One of CSEA’s tops priorities is instituting a series of legislative reforms to improve the careers of paraprofessionals.  Among the reform ideas that have been discussed are developing a career ladder and mentoring program for paras, and conducting a comparable pay pilot study to look at pay rates for paras in Connecticut and nearby states.  At the start of this session of the General Assembly, Tim Riddle, our Para Council president, and Danny Medress, CSEA’s political director, met with the co-chairs of the Education Committee.  Any piece of legislation having to do with education must pass through this committee, so, we wanted to make sure the co-chairs understood and supported our issues.  During the meeting, the co-chairs – Senator Andrea Stillman and Representative Andrew Fleischmann – expressed deep support for paras and agreed to work with us to put together and pass a package of legislation to reform and improve the careers of paras.  The current session of the General Assembly is focused on passing Connecticut’s budget – a process that tends to suck up all the oxygen – so we will be working with other para unions and legislators to put together a reform package that can run during next year’s General Assembly session.

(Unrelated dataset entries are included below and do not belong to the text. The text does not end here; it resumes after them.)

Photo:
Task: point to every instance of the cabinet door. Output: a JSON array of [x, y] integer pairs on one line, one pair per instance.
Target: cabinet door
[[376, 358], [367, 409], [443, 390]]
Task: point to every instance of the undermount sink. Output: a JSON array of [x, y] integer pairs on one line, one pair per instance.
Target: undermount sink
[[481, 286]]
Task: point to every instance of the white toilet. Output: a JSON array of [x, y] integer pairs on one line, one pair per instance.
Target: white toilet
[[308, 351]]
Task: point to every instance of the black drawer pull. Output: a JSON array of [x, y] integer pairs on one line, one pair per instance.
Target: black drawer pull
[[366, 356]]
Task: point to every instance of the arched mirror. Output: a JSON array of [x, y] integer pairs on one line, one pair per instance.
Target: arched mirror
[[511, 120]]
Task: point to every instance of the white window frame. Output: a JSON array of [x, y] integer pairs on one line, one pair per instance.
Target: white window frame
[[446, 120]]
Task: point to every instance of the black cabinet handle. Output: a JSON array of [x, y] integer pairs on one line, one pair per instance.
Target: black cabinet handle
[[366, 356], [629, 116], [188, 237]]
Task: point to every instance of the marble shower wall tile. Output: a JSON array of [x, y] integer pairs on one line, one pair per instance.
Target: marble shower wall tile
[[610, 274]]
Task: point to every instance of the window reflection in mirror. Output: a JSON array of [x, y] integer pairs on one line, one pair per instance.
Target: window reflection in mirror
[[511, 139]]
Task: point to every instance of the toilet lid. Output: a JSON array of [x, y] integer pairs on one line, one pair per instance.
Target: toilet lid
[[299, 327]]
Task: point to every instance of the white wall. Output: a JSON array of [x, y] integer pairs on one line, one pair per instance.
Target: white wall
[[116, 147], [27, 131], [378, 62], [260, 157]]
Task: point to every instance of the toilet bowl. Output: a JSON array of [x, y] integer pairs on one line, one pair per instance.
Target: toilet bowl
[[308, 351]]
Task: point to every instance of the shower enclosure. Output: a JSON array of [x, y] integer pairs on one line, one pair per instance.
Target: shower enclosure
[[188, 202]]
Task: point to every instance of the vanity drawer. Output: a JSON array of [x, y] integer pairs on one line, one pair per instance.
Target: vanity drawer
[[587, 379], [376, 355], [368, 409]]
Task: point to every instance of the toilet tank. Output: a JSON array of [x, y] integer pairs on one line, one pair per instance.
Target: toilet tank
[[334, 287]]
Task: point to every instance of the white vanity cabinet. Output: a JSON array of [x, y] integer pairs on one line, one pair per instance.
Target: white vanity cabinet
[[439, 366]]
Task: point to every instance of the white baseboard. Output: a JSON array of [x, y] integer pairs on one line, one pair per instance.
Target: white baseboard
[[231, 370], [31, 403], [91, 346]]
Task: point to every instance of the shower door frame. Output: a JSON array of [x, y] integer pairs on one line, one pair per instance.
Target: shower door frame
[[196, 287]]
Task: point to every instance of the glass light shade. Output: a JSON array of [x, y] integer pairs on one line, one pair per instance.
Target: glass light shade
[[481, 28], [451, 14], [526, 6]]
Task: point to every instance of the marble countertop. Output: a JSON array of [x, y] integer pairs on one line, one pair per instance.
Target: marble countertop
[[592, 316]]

Which is not to say that we are sitting on the sidelines waiting for next year.  In the current session of the General Assembly, there is a bill that would improve the composition of the School Paraprofessional Advisory Council.  Currently, the Advisory Council is not composed of a majority of paraprofessionals – CSEA’s own, Bill Walkauskas, is now a member of the Advisory Council.  House Bill 6502 fixes that problem by providing a majority of seats to paras.  This piece of legislation passed unanimously out of the Education Committee last week.

FMLA For Para’s Update
After fighting for years to win Family and Medical Leave Act rights for paraprofessionals, it is frustrating that it has taken so long to finalize the needed regulations.  However, Connecticut has a thorough regulatory review process, but there is a light at the end of the tunnel.  The Connecticut Department of Labor (DOL) completed the regulations and, pursuant to Connecticut’s regulatory approval process, sent them to the Office of Policy and Management (OPM) for review.  OPM reviewed the regulations and made a series of changes and suggestions.  DOL is currently integrating those changes into the regulations and will soon be sending the updated regulations to the Governor’s office for sign off.  After the Governor’s office signs off on the regulations, they will be sent back to the DOL to be published in the Connecticut Law Journal.  Once published in the Connecticut Law Journal, the public will have 30 days to comment on the regulations.  After the public comment period has closed and DOL has responded to each and every comment, DOL will send them to the Attorney General’s office.  After the Attorney General’s office signs off on the regulations, they will be sent to the General Assembly’s Regulations Review Committee.  The Regulations Review Committee must approve or reject the regulations within 60 days.  With this timeline in mind, it looks like the FMLA for paraprofessionals regulations will be in place by July.